Household aerosols emit more harmful smog chemicals than cars, UK study finds

When compared with all UK vehicles, household aerosols release more harmful chemical air pollutants, new research has found. 

Household aerosols emit more harmful smog chemicals than cars, UK study finds

According to the University of York and the National Centre for Atmospheric Science, aerosol products used in the home release more harmful air pollution than all vehicles in the UK.

Volatile organic compound (VOC) air pollution is a chemical released by aerosol products. These chemicals are also released from cars and fuels. When in contact with sunlight, VOCs mix with nitrogen oxide pollutants, causing photochemical smog which can harm human health and also damage crops and plants.

The research estimates that more than 25 billion cans of disposable aerosols are used every year worldwide, leading to more than 1.3 million tonnes of VOC air pollution every year. According to the researchers, this could increase to 2.2 million tonnes by 2050.

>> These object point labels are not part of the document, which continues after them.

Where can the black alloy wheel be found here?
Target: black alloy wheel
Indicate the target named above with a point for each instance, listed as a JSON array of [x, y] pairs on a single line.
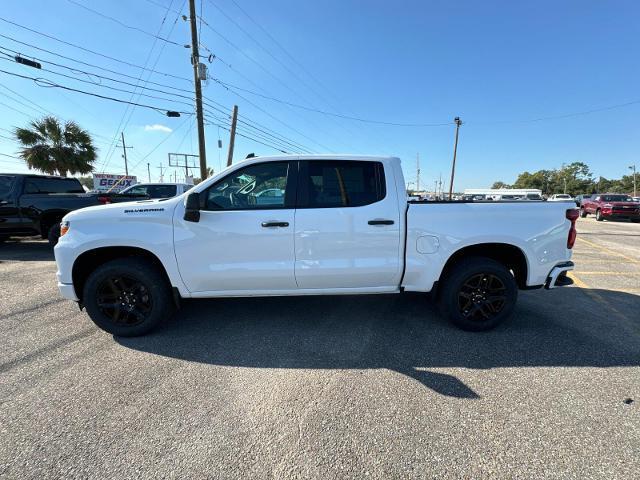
[[125, 300], [478, 293], [128, 296], [481, 297]]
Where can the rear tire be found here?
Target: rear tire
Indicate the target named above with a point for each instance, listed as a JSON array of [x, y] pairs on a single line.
[[128, 297], [478, 294], [54, 235]]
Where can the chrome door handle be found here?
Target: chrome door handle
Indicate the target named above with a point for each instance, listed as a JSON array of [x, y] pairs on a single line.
[[275, 224]]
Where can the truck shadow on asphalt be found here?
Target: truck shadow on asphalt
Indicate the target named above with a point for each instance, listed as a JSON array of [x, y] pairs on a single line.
[[404, 333], [20, 250]]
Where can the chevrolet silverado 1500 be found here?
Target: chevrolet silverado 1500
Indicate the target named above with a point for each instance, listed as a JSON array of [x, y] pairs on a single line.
[[309, 225]]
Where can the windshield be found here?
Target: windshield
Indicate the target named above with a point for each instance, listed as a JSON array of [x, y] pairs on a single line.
[[617, 198]]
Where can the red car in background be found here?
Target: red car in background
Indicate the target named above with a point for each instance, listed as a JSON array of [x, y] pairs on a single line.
[[611, 205]]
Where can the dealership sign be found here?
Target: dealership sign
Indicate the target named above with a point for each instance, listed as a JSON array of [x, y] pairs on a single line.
[[104, 182]]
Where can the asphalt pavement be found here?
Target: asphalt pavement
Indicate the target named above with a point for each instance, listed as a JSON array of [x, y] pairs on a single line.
[[327, 387]]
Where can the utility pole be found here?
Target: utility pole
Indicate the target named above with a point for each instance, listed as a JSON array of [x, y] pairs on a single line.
[[417, 172], [195, 60], [232, 135], [458, 122], [124, 154]]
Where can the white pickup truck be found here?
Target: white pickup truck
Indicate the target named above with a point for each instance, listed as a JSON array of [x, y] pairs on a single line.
[[309, 225]]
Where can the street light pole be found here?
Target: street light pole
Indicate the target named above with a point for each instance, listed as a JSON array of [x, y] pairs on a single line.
[[195, 60], [458, 122]]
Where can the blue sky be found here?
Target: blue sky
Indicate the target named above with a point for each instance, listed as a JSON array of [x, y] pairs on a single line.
[[497, 65]]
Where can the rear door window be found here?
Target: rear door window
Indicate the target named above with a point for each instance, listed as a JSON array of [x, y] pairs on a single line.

In high-income countries, every person uses about 10 cans of aerosol a year, mostly found in personal care products.

The researchers who released the report are calling on global policy to cut down the use of VOCs in aerosols, such as encouraging the use of non-aerosol alternatives.

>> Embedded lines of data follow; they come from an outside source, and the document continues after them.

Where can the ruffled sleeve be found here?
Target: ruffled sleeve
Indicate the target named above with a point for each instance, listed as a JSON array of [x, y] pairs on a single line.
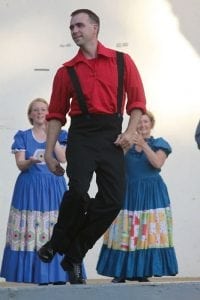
[[161, 144], [19, 142], [62, 139]]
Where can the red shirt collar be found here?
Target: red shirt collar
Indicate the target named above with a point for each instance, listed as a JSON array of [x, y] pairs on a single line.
[[101, 50]]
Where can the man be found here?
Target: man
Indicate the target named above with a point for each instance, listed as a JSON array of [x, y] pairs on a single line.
[[91, 88]]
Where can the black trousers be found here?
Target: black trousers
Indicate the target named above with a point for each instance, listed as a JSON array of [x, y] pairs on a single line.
[[90, 149]]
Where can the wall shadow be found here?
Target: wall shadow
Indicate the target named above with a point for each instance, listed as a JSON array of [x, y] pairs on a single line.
[[188, 14]]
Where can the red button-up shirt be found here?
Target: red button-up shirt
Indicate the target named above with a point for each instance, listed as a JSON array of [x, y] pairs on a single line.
[[99, 81]]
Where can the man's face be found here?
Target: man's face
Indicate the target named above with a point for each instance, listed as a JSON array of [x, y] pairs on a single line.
[[83, 30]]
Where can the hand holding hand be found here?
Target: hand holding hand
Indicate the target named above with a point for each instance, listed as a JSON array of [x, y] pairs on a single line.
[[54, 166]]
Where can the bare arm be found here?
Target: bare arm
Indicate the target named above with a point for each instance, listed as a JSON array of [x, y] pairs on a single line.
[[59, 151], [125, 140]]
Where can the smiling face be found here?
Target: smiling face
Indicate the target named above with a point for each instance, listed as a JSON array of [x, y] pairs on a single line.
[[37, 112], [83, 29], [145, 126]]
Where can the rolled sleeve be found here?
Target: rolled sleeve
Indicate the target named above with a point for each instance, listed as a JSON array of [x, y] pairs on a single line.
[[134, 87], [60, 97]]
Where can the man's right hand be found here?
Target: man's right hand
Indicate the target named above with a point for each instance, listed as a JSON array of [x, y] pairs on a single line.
[[54, 166]]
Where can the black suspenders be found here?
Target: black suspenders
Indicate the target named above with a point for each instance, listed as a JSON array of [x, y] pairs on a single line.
[[79, 92]]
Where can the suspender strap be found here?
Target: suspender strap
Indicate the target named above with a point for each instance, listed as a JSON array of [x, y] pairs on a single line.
[[120, 67], [78, 89], [79, 92]]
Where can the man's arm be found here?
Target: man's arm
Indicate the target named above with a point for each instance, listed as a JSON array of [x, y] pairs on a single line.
[[54, 127], [125, 140]]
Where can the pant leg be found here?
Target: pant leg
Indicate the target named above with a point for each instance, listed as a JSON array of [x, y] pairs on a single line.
[[106, 205], [72, 213]]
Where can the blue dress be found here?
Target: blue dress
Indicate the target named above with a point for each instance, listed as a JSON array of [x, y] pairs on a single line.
[[139, 242], [33, 213]]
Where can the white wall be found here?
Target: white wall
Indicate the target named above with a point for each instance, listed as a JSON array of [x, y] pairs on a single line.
[[163, 38]]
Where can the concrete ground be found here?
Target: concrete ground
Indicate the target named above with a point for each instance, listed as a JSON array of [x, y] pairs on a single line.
[[167, 288]]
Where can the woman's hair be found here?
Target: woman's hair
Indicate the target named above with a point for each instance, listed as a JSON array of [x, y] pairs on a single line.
[[31, 106], [151, 117]]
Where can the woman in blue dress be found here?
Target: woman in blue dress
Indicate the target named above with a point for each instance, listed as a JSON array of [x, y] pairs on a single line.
[[139, 242], [35, 204]]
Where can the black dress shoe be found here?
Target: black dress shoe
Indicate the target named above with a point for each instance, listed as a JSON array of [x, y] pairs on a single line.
[[74, 271], [46, 253], [143, 279], [118, 280]]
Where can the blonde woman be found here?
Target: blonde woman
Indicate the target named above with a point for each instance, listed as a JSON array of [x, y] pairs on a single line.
[[139, 243], [35, 203]]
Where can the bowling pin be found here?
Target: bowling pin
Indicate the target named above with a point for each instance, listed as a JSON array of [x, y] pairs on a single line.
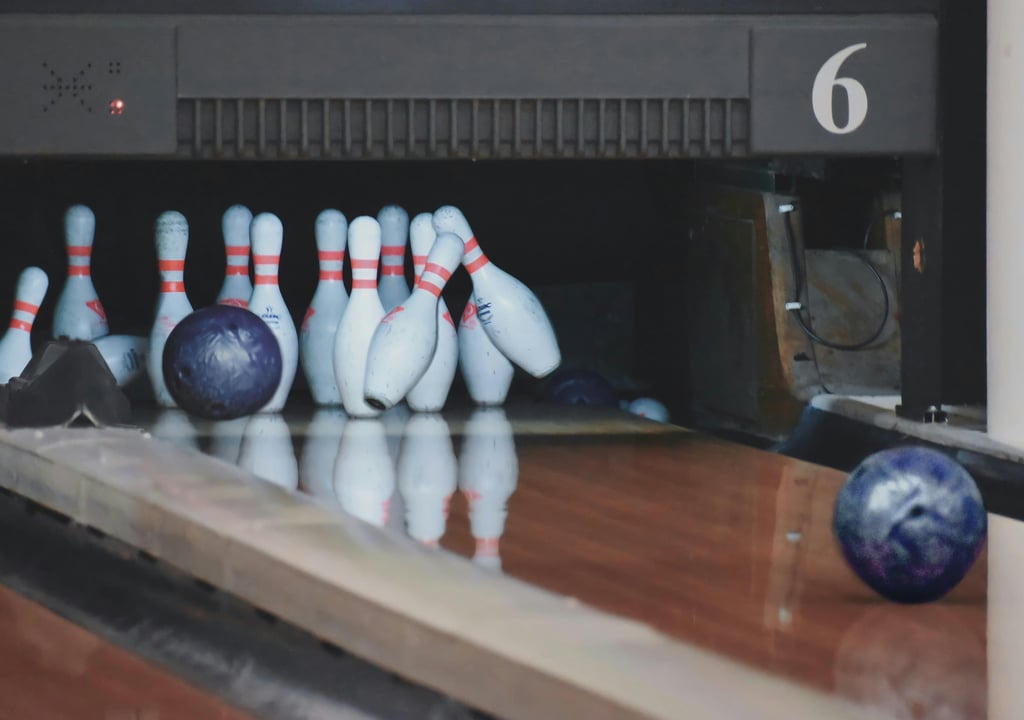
[[510, 312], [364, 474], [237, 288], [429, 394], [488, 472], [172, 304], [15, 347], [267, 451], [427, 476], [324, 314], [126, 355], [267, 235], [403, 343], [394, 234], [363, 314], [79, 314], [648, 408], [487, 373], [320, 451]]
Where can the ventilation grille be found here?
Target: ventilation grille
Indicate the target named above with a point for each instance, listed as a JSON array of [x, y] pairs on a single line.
[[384, 129]]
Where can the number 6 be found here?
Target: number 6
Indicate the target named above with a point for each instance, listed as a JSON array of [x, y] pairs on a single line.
[[821, 93]]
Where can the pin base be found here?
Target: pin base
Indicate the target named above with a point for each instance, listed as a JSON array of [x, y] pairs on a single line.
[[67, 382]]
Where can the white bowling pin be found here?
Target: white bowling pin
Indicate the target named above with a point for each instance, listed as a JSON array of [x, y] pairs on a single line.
[[267, 451], [509, 311], [429, 394], [364, 473], [126, 355], [267, 235], [172, 304], [488, 473], [320, 451], [15, 347], [324, 314], [79, 314], [237, 288], [394, 234], [404, 341], [174, 426], [427, 476], [648, 408], [361, 316], [487, 373]]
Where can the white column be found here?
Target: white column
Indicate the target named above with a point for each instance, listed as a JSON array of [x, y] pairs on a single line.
[[1006, 221]]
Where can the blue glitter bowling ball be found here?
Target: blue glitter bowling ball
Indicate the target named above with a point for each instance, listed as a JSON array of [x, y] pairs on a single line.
[[221, 363], [910, 522], [580, 387]]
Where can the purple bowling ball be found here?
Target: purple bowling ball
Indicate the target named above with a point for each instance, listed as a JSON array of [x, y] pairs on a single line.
[[580, 387], [910, 522], [221, 363]]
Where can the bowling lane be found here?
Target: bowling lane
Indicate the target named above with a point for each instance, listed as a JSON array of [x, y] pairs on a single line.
[[715, 544], [52, 669]]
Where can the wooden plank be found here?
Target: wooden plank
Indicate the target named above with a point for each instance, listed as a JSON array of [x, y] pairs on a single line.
[[488, 640]]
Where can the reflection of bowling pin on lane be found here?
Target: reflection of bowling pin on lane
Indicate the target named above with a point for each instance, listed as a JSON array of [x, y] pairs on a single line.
[[404, 341], [267, 451], [364, 473], [79, 314], [126, 355], [509, 311], [363, 314], [320, 451], [427, 476], [488, 472], [174, 426], [237, 288], [15, 347], [172, 304], [326, 309], [267, 235], [394, 234], [429, 394]]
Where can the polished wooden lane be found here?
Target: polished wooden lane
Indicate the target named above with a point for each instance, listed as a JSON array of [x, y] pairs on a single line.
[[52, 670], [723, 550]]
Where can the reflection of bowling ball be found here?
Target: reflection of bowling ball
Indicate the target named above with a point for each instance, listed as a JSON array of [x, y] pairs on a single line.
[[580, 387], [221, 363], [910, 522]]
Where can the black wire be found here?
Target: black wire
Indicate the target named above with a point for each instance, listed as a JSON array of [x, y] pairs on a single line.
[[799, 281]]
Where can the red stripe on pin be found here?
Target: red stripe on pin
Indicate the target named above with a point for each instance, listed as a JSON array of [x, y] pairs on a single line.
[[430, 288], [439, 270]]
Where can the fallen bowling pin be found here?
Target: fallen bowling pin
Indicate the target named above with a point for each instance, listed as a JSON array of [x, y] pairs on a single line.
[[511, 314], [79, 314], [15, 347], [237, 288], [430, 393], [325, 311], [403, 343], [266, 235], [392, 287], [360, 319], [172, 304], [126, 355]]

“Virtually all aerosol based consumer products can be delivered in non-aerosol form, for example as dry or roll-on deodorants, bars of polish not spray,” says Professor Alastair Lewis from the Department of Chemistry and a Director of the National Centre for Atmospheric Science.

“Making just small changes in what we buy could have a major impact on both outdoor and indoor air quality, and have relatively little impact on our lives.

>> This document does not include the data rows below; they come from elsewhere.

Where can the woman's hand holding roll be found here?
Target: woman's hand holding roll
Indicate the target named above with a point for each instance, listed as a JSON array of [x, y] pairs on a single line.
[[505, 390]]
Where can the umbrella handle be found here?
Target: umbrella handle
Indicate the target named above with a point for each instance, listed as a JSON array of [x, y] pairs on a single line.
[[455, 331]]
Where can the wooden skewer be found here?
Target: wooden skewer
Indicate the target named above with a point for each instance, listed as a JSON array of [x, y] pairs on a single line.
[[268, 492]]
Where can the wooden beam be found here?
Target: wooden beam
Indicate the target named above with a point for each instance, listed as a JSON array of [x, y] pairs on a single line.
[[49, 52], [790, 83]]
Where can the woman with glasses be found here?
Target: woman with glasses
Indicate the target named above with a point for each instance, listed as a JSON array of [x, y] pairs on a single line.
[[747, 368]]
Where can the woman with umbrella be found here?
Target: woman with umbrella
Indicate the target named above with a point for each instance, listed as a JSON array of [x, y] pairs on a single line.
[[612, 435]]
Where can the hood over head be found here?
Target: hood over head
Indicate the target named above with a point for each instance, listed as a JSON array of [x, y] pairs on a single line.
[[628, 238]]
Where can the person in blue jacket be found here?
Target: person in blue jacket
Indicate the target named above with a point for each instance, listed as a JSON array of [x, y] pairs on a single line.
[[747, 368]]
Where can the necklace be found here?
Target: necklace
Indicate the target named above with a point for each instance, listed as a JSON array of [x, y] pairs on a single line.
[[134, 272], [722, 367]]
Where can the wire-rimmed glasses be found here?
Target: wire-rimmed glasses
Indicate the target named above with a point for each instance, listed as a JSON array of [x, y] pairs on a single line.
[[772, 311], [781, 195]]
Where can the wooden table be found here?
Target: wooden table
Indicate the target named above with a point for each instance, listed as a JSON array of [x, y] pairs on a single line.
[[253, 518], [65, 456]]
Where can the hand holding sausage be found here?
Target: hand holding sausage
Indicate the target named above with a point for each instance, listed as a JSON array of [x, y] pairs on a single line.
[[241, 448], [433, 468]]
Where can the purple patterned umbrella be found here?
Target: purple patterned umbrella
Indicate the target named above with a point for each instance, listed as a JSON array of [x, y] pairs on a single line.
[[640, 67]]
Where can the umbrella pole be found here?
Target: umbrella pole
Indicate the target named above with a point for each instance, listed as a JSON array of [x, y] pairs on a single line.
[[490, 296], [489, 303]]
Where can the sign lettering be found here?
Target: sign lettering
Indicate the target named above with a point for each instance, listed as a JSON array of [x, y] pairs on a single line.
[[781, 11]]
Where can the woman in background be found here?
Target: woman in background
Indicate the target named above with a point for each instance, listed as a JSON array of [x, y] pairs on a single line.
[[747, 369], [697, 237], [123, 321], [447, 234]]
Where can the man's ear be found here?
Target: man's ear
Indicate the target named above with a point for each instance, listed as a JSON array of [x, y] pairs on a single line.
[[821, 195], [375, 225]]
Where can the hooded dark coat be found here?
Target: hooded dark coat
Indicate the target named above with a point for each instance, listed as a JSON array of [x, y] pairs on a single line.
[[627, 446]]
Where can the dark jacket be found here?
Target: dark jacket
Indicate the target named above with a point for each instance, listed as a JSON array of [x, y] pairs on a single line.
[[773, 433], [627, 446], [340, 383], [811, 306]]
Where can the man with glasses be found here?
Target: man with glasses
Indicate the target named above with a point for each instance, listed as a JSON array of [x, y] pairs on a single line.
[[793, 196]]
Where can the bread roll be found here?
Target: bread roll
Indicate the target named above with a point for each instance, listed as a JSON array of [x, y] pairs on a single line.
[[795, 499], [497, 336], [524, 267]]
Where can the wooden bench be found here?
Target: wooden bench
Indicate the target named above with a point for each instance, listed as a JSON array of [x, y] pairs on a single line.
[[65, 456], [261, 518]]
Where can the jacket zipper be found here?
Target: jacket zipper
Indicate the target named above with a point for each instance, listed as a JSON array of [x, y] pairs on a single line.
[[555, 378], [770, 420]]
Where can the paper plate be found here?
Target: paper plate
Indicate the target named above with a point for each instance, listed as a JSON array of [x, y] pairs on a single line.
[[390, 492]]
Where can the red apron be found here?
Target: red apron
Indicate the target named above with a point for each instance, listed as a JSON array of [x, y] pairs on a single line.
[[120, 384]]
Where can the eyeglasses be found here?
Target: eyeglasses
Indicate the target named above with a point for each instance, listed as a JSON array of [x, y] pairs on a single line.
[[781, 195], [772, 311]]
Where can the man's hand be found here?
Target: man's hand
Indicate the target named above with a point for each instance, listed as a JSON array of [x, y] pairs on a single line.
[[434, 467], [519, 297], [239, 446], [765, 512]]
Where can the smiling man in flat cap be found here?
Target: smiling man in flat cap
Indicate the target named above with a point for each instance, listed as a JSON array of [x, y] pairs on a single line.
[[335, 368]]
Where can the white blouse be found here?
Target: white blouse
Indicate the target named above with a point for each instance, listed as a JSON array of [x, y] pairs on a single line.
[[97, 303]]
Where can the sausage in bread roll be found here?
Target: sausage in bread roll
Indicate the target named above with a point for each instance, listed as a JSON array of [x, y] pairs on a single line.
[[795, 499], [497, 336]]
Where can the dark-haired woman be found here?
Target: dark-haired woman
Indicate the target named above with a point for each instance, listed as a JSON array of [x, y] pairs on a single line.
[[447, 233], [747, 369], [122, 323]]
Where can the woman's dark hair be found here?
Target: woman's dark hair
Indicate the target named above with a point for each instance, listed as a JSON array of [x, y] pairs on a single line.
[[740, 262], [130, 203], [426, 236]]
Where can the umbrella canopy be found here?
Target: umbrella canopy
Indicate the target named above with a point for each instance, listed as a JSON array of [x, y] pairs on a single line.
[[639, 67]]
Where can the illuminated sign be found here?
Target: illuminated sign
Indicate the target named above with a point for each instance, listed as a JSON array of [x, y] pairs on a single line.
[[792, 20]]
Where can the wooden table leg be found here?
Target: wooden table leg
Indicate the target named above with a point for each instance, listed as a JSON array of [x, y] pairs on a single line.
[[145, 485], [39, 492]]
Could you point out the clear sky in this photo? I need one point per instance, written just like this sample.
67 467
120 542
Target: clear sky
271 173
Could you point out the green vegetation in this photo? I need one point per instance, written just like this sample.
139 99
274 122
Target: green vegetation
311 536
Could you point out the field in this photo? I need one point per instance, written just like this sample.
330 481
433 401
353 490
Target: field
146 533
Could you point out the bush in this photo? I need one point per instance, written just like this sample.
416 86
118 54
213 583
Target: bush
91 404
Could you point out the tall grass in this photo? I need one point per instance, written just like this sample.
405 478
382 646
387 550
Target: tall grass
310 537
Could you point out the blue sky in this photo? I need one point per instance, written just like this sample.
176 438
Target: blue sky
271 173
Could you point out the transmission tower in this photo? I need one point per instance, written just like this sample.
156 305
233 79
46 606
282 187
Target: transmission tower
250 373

“Given the contribution of VOCs to ground-level pollution, international policy revision is required and the continued support of VOCs as a preferred replacement for halocarbons is potentially not sustainable for aerosol products longer term.”

Consumer habits also play a role in reducing aerosol impact, says Professor Lewis, who recommends products be labelled with their VOC emissions to increase public awareness.

“Labelling of consumer products as high VOC emitting — and clearly linking this to poor indoor and outdoor air quality — may drive change away from aerosols to their alternatives, as has been seen previously with the successful labelling of paints and varnishes.”